Jack M. Wilson Center for Entrepreneurship Hosts First Research Seminar

Research seminar attendees pose for group photo Photo by Ed Brennen
The Jack M. Wilson Center for Entrepreneurship's first research seminar drew a dozen faculty and students, including the center's namesake, Prof. Jack Wilson, fifth from left.

By Ed Brennen

The Jack M. Wilson Center for Entrepreneurship recently welcomed Assoc. Prof. Lei Li from the Nottingham University Business School in China, who led a research seminar on the evolving process of “born-global” social ventures.

This was the first research seminar hosted by the Wilson Center, which was established at the Manning School of Business to promote innovation in entrepreneurship education and research across the university. The center partners with a variety of entrepreneurial initiatives across campus, including the Global Entrepreneurship Exchange, the DifferenceMaker program and the Innovation Hub.

Li Sun, associate professor of marketing, entrepreneurship and innovation, invited Li to campus to speak. They met a decade ago in the Ph.D. program at the University of Texas at Dallas and have collaborated on several projects since then.

The seminar was hosted by Assoc. Prof. Yi Yang, chair of the MEI department and co-director of the Wilson Center. The center’s namesake, Distinguished Professor of Higher Education, Emerging Technologies and Innovation Jack Wilson, was also among the faculty in attendance.
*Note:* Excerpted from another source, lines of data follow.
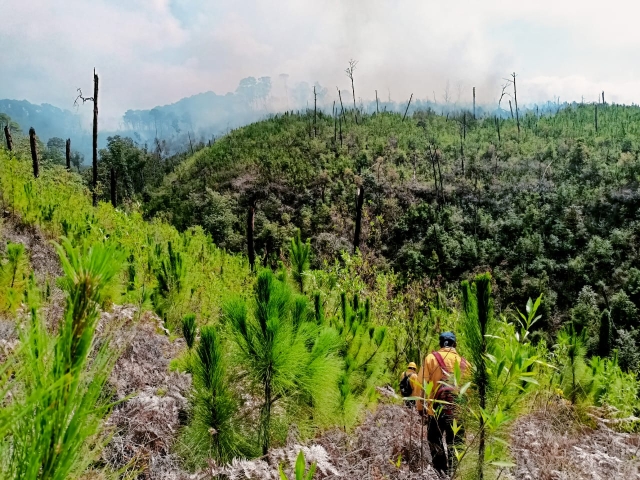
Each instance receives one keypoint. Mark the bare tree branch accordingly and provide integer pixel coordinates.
(81, 97)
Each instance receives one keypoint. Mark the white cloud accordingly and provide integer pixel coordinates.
(151, 52)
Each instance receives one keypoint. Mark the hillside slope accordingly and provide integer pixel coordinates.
(549, 205)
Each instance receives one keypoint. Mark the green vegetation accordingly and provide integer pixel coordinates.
(299, 344)
(57, 402)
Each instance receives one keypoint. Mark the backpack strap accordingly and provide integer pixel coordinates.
(440, 361)
(443, 366)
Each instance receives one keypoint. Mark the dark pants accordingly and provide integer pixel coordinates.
(437, 428)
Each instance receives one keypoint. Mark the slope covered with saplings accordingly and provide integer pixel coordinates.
(295, 350)
(548, 206)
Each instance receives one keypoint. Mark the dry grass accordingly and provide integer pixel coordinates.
(552, 444)
(146, 423)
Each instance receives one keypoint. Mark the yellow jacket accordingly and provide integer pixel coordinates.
(413, 378)
(431, 373)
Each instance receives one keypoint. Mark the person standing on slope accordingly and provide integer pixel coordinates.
(409, 385)
(436, 371)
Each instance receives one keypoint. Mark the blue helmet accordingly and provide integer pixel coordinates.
(447, 339)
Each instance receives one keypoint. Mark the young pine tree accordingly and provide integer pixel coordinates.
(477, 322)
(287, 358)
(189, 329)
(59, 406)
(604, 338)
(214, 430)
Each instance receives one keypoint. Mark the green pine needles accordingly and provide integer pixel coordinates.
(214, 430)
(57, 386)
(475, 325)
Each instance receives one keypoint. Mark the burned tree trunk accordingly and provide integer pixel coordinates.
(251, 212)
(114, 186)
(95, 138)
(349, 71)
(190, 144)
(359, 204)
(341, 105)
(34, 152)
(68, 153)
(474, 103)
(408, 105)
(7, 136)
(335, 124)
(515, 99)
(315, 110)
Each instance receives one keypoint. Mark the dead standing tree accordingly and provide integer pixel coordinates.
(7, 136)
(349, 72)
(67, 153)
(251, 253)
(93, 99)
(114, 188)
(358, 229)
(315, 109)
(509, 82)
(34, 152)
(408, 105)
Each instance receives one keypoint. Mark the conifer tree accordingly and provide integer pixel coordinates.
(476, 323)
(604, 340)
(285, 355)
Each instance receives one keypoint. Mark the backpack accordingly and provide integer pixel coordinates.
(406, 389)
(447, 393)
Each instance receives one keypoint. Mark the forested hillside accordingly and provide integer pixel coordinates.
(246, 311)
(548, 206)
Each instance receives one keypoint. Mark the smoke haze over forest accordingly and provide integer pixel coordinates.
(152, 53)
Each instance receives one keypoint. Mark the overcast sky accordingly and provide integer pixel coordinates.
(154, 52)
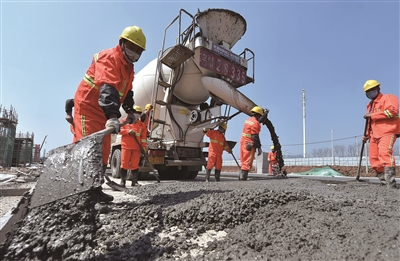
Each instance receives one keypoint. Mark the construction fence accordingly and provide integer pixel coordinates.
(320, 161)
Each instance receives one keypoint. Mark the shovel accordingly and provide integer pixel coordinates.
(231, 145)
(146, 157)
(72, 169)
(362, 152)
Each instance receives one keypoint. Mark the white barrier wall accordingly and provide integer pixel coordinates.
(261, 162)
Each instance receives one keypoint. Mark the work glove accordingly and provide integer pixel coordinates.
(114, 123)
(131, 118)
(70, 119)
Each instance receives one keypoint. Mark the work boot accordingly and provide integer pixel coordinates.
(124, 173)
(208, 173)
(135, 177)
(381, 177)
(101, 196)
(390, 175)
(217, 175)
(243, 174)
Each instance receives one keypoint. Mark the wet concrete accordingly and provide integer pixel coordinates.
(260, 219)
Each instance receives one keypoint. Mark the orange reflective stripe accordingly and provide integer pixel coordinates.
(89, 80)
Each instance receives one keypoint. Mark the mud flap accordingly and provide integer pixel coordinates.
(70, 170)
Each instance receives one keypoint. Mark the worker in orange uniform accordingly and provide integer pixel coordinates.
(382, 131)
(217, 146)
(147, 111)
(272, 162)
(69, 104)
(250, 141)
(106, 86)
(133, 137)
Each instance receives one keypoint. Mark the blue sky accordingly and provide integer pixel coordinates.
(327, 48)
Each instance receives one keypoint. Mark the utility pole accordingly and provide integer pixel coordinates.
(332, 144)
(303, 99)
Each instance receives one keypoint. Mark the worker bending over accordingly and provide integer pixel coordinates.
(272, 162)
(217, 146)
(106, 86)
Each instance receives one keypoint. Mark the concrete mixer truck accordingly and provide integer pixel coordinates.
(192, 85)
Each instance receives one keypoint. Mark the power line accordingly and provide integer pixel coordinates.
(318, 142)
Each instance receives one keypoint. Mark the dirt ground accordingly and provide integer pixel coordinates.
(350, 171)
(259, 219)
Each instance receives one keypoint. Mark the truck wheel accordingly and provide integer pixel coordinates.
(116, 164)
(144, 175)
(193, 174)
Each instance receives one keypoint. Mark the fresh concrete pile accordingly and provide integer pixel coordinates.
(278, 219)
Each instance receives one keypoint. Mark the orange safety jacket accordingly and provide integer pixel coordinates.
(138, 131)
(272, 157)
(108, 67)
(384, 116)
(251, 126)
(217, 143)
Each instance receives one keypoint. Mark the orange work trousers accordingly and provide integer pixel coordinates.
(130, 159)
(214, 160)
(246, 157)
(381, 152)
(84, 126)
(271, 163)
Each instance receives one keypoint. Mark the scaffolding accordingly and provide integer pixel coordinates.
(23, 149)
(8, 126)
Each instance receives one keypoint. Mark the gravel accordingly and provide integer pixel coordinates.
(259, 219)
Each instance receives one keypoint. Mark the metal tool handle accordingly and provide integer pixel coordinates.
(362, 150)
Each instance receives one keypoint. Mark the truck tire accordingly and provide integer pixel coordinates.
(193, 174)
(116, 164)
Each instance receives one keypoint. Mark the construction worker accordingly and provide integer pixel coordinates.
(69, 104)
(250, 141)
(272, 162)
(147, 110)
(382, 131)
(106, 86)
(217, 146)
(133, 137)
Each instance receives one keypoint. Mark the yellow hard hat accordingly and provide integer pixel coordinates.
(224, 126)
(135, 35)
(147, 107)
(137, 108)
(371, 84)
(257, 109)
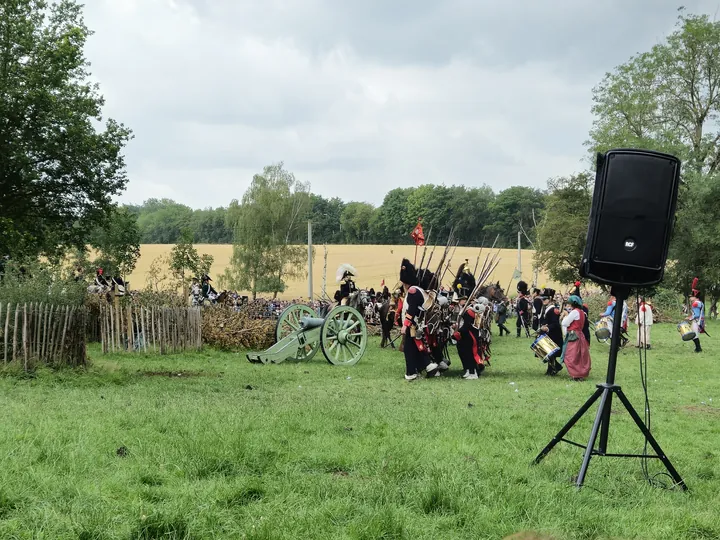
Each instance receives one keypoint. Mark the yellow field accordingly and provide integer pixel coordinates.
(373, 263)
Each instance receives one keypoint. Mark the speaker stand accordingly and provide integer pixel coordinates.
(601, 425)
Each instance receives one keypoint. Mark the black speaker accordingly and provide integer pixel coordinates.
(632, 216)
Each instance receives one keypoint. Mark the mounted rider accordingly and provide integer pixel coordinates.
(208, 292)
(344, 275)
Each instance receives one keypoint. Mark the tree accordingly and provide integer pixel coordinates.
(185, 261)
(355, 222)
(696, 240)
(513, 210)
(270, 216)
(668, 99)
(58, 168)
(162, 221)
(390, 225)
(118, 243)
(562, 232)
(325, 215)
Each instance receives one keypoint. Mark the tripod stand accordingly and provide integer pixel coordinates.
(605, 393)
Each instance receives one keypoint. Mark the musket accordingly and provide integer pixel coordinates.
(447, 266)
(427, 240)
(480, 253)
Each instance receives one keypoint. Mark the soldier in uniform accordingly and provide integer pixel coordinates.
(417, 356)
(523, 308)
(345, 275)
(537, 308)
(697, 316)
(207, 289)
(550, 325)
(100, 280)
(468, 340)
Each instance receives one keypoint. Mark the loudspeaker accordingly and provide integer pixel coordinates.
(632, 216)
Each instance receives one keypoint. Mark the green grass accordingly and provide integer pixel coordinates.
(234, 450)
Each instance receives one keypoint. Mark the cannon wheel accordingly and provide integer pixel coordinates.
(289, 322)
(343, 336)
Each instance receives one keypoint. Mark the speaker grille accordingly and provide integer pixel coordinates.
(631, 217)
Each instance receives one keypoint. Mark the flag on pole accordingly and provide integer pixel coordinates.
(417, 234)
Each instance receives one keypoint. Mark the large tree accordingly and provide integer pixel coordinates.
(668, 99)
(562, 233)
(59, 168)
(270, 216)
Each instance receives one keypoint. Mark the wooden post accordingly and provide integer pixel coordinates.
(38, 328)
(17, 316)
(152, 326)
(7, 331)
(25, 336)
(131, 333)
(143, 312)
(62, 341)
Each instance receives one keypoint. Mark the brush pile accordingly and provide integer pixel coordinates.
(226, 329)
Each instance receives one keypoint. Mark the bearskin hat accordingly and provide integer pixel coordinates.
(548, 293)
(428, 280)
(408, 273)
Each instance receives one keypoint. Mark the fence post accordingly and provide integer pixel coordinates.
(7, 330)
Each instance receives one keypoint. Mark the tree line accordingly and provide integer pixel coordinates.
(666, 99)
(62, 162)
(476, 213)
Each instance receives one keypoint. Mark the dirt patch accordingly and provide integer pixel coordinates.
(528, 535)
(701, 409)
(175, 373)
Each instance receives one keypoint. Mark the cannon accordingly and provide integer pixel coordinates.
(300, 333)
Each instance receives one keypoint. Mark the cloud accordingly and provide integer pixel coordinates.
(357, 97)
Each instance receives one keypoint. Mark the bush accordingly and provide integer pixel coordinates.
(40, 282)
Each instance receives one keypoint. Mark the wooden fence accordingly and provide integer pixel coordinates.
(143, 329)
(46, 333)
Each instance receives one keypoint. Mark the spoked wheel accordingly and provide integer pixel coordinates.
(289, 322)
(344, 336)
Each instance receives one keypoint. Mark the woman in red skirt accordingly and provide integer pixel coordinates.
(576, 351)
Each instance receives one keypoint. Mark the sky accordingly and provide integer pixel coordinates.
(359, 97)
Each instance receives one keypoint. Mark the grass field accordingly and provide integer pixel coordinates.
(211, 446)
(374, 264)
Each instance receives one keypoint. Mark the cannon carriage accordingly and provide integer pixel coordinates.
(300, 333)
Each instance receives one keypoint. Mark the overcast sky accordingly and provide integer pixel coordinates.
(359, 96)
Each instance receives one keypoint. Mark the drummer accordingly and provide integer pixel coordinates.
(644, 321)
(550, 325)
(610, 312)
(697, 318)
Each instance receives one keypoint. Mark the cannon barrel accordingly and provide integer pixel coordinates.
(308, 323)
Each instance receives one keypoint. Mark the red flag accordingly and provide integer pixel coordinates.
(417, 235)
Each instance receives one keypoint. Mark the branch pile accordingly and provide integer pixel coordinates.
(226, 329)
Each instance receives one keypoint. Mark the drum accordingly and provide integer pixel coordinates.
(543, 347)
(686, 331)
(602, 327)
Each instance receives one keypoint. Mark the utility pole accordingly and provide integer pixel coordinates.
(310, 296)
(519, 253)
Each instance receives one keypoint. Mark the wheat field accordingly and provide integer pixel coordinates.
(374, 263)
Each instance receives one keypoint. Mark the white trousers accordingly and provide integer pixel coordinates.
(643, 337)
Prof. Lei Li from the Nottingham University Business School leads research seminar Photo by Ed Brennen
Assoc. Prof. Lei Li from the Nottingham University Business School in China presents his research on "born-global" social ventures.

“It was a great honor to be here, and I thank Prof. Yang and Prof. Sun for inviting me to talk,” said Li, who delivered a 90-minute seminar on his research project with ANA by Karma, a multinational social enterprise based in Hong Kong. ANA by Karma sells scarves that are handmade by women artisans in Bhutan who are mostly poor and illiterate. Profits are used to support the development programs of the women and their community. Li called the enterprise “born global,” since it was multinational from its inception.

Sun, meanwhile, has received the 2018 Publons Peer Review Award for placing in the top 1 percent of reviewers in economics & business on Publons’ Global Reviewer Database. The award is determined by the number of peer review reports prepared during the 2017-18 award year.  

“On behalf of the Manning School, I want to congratulate Assoc. Prof. Sun,” said Manning School Dean Sandra Richtermeyer. “I thank him for his many contributions to the academic community.”